Lewis-Francis has spent the past nine years working with his coach, Steve Platt, at the Alexander Stadium in Birmingham, just six miles down the A34 from his Darlaston home. If only Chambers had stayed with Mike McFarlane in Haringey, rather than link up with the Ukrainian sprint guru Remi Korchemny in San Francisco, then the positive test he gave for tetrahydrogestrinone would probably not be casting such a cloud over his future, and over British athletics.
"It's a bit of a heart-breaker," Lewis-Francis mused. "It was exciting to run against Dwain. I know a lot of people who came to meetings just to see the two of us racing against each other. Obviously that's going to be gone if he gets banned.
"The whole thing has stabbed the sport in the heart. Athletics was on the way up and all of a sudden this big scandal came along. People who don't really know athletics are going to think that everyone is a cheat, but there are clean athletes out there who train hard. I've just finished a training session and it's not easy.

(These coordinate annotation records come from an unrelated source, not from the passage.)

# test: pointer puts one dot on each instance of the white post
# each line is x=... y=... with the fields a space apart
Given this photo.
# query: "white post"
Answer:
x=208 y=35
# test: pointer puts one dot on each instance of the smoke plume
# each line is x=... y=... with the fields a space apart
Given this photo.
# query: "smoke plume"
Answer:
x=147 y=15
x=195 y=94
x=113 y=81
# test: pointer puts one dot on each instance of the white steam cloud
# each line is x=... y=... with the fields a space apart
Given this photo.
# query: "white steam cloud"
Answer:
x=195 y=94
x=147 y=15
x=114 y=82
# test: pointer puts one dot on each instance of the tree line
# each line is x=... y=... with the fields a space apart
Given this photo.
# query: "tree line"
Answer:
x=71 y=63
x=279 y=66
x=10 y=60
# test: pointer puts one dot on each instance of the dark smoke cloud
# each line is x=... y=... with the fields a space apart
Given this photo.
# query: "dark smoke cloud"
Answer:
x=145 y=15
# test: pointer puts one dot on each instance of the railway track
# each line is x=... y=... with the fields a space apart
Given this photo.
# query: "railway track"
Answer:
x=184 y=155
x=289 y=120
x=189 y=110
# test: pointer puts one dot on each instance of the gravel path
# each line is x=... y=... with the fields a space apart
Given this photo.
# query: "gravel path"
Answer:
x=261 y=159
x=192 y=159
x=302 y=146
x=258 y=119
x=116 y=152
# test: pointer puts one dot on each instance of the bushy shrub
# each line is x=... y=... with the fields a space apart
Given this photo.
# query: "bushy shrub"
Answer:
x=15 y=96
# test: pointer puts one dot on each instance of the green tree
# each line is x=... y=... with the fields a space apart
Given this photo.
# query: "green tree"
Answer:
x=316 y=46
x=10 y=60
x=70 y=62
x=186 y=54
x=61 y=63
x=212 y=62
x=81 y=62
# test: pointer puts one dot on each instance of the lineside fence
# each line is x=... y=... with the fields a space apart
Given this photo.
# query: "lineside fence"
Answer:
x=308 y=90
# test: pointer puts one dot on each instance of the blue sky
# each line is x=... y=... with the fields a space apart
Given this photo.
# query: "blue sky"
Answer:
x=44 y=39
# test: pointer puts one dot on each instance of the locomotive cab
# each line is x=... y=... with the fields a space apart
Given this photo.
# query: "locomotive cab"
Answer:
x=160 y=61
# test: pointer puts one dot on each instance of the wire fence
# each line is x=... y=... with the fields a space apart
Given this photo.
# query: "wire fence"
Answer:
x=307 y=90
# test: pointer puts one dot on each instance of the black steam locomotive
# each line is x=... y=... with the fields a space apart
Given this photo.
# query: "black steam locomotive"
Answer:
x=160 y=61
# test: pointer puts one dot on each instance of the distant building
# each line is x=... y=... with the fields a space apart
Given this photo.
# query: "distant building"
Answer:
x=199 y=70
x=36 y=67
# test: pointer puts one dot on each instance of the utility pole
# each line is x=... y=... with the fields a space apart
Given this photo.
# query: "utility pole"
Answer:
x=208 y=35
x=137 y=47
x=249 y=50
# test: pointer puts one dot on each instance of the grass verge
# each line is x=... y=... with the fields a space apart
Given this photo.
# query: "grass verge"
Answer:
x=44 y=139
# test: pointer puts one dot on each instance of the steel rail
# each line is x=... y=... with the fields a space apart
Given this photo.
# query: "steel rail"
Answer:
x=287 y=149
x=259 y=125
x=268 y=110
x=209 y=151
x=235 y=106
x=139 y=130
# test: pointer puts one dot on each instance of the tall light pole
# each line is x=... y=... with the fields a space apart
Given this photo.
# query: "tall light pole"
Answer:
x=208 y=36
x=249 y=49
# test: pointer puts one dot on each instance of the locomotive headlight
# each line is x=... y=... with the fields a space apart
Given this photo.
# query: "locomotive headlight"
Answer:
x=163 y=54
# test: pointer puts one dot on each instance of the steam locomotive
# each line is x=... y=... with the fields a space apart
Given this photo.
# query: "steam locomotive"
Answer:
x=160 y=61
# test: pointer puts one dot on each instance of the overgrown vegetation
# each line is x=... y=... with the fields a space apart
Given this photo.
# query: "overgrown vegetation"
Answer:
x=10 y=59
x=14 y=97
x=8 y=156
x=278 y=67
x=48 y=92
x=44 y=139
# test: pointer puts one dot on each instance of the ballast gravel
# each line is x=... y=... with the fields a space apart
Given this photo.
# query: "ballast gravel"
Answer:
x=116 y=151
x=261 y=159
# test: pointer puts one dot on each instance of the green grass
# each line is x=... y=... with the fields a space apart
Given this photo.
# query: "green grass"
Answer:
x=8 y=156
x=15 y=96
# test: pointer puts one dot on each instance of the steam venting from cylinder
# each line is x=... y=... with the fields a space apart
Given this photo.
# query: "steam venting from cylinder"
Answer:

"The cheats never prosper. Even if you're cheating and you're getting away with it, you're going to die of a heart attack. You will always get caught out if you're cheating, one way or another. Me, I'll piss in anybody's jar. You can test me all day, every day."
For Lewis-Francis, the sweet smell of Olympic success would be preferable to the whiff of scandal. It compounded his frustration at the World Championships in August that the 100m gold was won in 10.07sec by Kim Collins, the Commonwealth champion from St Kitts. Lewis-Francis beat the featherweight flyer at the Grand Prix meeting in Ostrava in June, clocking 10.07sec. He also won in Oslo, but finished his season bringing up the rear at the London Grand Prix (10.4), in Zurich (10.20) and in his World Championship semi-final (10.44).
"At the start of the season I was just on top of the world," he reflected. "I felt as fit as a fiddle. I was out there thinking, 'I'm going to have a great season'. But, like I say, I did too much. I tried at the end of the season, but I was just knackered. I had no strength. I had nothing left.
"It all started to go wrong at the Paris Grand Prix in July. I had to run in the rain and I came fourth. I was thinking, 'What's going on? Everything's going backwards'. I had a big gold 'No 1' pinned on my vest and I was thinking, 'Everyone's out to beat me now'. I've got to hold my hand up: the pressure got to me. But I'm only 21. I'm learning as I go along."
To prove the point, the Birchfield Harrier intends to scale down his indoor season to possibly just one race: the 60m in the Norwich Union British Grand Prix at the National Indoor Arena on 20 February. "My main focus will be on my training, on getting ready for the Olympics," Lewis-Francis vowed. "I believe I can bring home a medal." Home to Darlaston, that is - to the heart of the Black Country.